Some readers might ask if we did not use the params sent from client, and did not return anything to the client, instead, we only did an arbitrary side effect that is completely unrelated to LSP, what difference does it have compared to just binding the function to the keys like the following?

vim.keymap.set("n", "grr", function()
   local url = "https://dictionary.cambridge.org/thesaurus/%s"
   local word = vim.fn.expand("<cword>")
   vim.ui.open(string.format(url, word))
end)

That leads us to the natural of “LSP keymaps” in neovim, in many ways they are special, many of them correspond to a vim.lsp.buf function, which will properly handle all the servers attached to one buffer and display results properly, for example multiple hover results will be shown together in the hover window, try making out little dict-lsp to also load in lua, and run some hovers if you have not seen multiple servers in action.

This nice feature makes “LSP keymaps” infinitely overloadable, you just add a server with the capability and corresponding handler, whereas the vim.keymap.set example will only ever run that one function in markdown.

Completion

Completion is, in my opinion, the ultimate prize to win in the journey of in-process LSP, once I land lsp completion in obsidian.nvim, I will be able to deleted thousands of lines of lines of completion engine specific code that are messy to maintain. It also serves as a pretty satisfying concluding case for our little guide.

The following is basically an adaptation of none-ls’s spell source. Funny story is I have seen more than one person posting on r/neovim, saying they get unwanted words in their completion list, because none-ls.nvim list this source as a default example, and many forgot they left it there.

The reason this source is not very useful is that it uses vim’s native spellsuggest function to complete the word. I actually happened to find this paragraph describing the difference between a spell file and a dictionary in the help file today :h spell-file-format:

Note that we avoid the word “dictionary” here. That is because the goal of spell checking differs from writing a dictionary (as in the book). For spelling we need a list of words that are OK, thus should not be highlighted. Person and company names will not appear in a dictionary, but do appear in a word list. And some old words are rarely used while they are common misspellings. These do appear in a dictionary but not in a word list.

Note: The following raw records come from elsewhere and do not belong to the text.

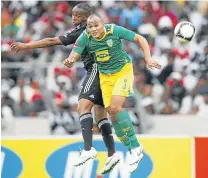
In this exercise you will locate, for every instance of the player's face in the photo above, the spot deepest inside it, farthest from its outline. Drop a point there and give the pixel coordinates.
(96, 28)
(78, 16)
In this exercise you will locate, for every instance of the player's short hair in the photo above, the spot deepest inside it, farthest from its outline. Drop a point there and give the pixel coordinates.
(85, 7)
(95, 15)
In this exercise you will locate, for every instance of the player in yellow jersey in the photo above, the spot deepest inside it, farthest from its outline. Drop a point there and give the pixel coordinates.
(104, 43)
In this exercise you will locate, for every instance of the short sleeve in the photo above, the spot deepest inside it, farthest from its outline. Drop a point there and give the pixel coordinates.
(124, 33)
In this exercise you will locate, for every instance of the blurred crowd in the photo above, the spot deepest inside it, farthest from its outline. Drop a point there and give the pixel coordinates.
(35, 83)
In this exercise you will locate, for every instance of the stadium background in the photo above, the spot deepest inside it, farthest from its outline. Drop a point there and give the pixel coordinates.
(39, 95)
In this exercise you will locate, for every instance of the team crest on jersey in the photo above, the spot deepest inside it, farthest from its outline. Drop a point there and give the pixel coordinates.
(110, 43)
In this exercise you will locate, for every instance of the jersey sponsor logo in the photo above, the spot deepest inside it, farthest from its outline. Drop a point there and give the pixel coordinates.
(92, 96)
(109, 42)
(11, 164)
(60, 163)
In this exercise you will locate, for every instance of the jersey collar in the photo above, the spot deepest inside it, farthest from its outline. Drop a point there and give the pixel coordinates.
(103, 35)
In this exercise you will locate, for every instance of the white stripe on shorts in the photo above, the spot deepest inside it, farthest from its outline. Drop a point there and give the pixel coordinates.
(91, 78)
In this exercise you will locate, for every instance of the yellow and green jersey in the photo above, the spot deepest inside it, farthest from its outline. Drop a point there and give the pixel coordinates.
(108, 52)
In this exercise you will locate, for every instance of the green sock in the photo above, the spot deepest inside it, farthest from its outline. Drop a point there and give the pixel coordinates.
(121, 135)
(127, 126)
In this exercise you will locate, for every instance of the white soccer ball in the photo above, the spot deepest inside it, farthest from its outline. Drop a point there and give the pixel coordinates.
(184, 31)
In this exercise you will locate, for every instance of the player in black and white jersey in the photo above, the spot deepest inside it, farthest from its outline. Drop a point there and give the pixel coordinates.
(90, 93)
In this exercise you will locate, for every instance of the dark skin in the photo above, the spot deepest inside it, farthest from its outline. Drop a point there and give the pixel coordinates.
(78, 16)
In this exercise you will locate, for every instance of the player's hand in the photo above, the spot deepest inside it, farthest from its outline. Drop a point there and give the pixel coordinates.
(153, 64)
(69, 62)
(17, 46)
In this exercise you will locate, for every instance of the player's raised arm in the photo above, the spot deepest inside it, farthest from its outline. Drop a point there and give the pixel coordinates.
(46, 42)
(77, 50)
(142, 42)
(129, 35)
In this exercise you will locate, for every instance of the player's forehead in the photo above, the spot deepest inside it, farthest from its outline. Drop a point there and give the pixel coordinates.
(93, 21)
(78, 11)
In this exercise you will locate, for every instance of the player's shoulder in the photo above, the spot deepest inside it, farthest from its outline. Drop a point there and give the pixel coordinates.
(109, 28)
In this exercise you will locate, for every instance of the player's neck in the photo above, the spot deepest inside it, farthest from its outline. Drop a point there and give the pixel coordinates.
(102, 35)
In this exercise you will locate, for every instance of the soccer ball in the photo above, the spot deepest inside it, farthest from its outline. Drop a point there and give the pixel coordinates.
(184, 31)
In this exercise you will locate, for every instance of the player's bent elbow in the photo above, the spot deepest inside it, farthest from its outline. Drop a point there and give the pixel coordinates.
(53, 41)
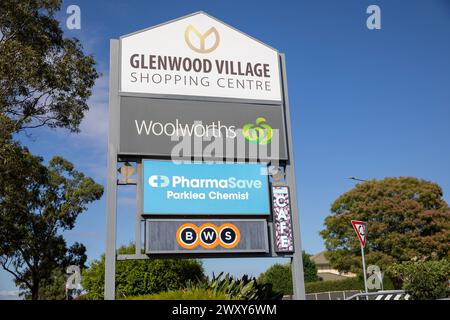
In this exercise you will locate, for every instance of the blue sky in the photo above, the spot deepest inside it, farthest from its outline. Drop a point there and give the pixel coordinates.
(364, 103)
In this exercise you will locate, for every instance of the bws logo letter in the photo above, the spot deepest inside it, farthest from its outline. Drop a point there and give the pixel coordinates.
(208, 236)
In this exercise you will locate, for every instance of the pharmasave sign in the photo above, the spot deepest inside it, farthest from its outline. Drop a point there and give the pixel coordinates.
(201, 188)
(199, 56)
(175, 128)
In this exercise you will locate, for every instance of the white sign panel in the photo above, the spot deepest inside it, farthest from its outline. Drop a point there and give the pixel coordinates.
(199, 56)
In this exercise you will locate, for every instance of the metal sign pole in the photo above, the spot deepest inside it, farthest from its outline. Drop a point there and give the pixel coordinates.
(111, 195)
(298, 280)
(364, 269)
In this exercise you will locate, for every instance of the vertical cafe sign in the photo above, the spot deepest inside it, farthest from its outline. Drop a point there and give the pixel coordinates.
(199, 56)
(284, 241)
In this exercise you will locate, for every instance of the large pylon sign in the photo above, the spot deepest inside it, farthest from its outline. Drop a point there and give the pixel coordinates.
(199, 112)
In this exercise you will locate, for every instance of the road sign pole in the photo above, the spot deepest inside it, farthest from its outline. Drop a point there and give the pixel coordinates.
(364, 269)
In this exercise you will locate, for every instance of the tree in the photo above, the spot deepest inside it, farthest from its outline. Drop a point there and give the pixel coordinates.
(37, 203)
(45, 79)
(423, 280)
(407, 219)
(279, 275)
(140, 277)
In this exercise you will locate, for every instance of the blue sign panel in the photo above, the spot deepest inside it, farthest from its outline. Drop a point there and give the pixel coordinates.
(202, 188)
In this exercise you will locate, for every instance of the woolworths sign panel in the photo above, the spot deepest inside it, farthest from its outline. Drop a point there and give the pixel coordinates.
(175, 128)
(199, 56)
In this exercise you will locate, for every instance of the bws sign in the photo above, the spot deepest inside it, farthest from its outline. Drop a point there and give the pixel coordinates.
(208, 235)
(201, 56)
(205, 236)
(200, 188)
(174, 128)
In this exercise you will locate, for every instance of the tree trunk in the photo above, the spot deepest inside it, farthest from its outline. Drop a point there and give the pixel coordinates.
(35, 290)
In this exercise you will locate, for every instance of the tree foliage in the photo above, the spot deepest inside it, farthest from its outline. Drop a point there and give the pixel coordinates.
(140, 277)
(37, 203)
(45, 78)
(407, 219)
(280, 276)
(423, 280)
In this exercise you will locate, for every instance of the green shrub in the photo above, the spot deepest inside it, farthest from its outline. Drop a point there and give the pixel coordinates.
(423, 280)
(140, 277)
(237, 289)
(193, 294)
(356, 283)
(280, 276)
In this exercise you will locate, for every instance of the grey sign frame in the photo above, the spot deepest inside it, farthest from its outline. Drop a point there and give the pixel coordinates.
(112, 181)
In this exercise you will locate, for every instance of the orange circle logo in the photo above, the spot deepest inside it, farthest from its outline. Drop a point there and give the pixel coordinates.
(229, 235)
(188, 236)
(208, 236)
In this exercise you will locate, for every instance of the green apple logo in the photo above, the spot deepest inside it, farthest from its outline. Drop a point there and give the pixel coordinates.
(260, 134)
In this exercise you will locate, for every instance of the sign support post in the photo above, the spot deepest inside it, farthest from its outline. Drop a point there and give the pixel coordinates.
(298, 279)
(360, 228)
(111, 195)
(364, 269)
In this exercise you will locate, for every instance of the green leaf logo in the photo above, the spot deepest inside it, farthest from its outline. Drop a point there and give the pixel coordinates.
(261, 133)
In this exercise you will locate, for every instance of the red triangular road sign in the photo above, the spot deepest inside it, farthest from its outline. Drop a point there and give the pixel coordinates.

As with all the cases above, we will need a capable local dictionary db or a paid dictionary API to really resolve this issue, but right now I think spell file approch is good enough for us, and I added fuzzy matching and filtering some unwanted cases to tidy up things a bit.

---Adapted from none-ls
---gets word to complete for use in completion sources
---@param params lsp.CompletionParams
---@return string word_to_complete
local get_word_to_complete = function(params)
   local col = params.position.character + 1
   local line = vim.api.nvim_get_current_line()
   local line_to_cursor = line:sub(1, col)
   local regex = vim.regex("\\k*$")

   return line:sub(regex:match_str(line_to_cursor) + 1, col)
end

---@param params lsp.CompletionParams
---@param callback fun(err?: lsp.ResponseError, result: lsp.CompletionItem[])
handlers[ms.textDocument_completion] = function(params, callback)
   local word = get_word_to_complete(params)
   local get_candidates = function(entries)
      local items = {}
      for k, v in ipairs(entries) do
         items[k] = { label = v, kind = vim.lsp.protocol.CompletionItemKind["Text"] }
      end

      return vim.items
   end

   local candidates = get_candidates(vim.fn.spellsuggest(word)) -- a real implementation queries a dictionary here

   candidates = vim.tbl_filter(function(candidate)
      return candidate.label:find("[ ']") == nil
   end, candidates)

   callback(nil, {
      items = candidates,
      isIncomplete = #candidates > 0,
   })
end

Conclusion

There you go, have fun exploring. I actually have a lot more ideas that I want to implement, but I will leave it here so that I can post it before I procrastinate over perfectionism. Maybe will write a part 2 if I have enough good ideas.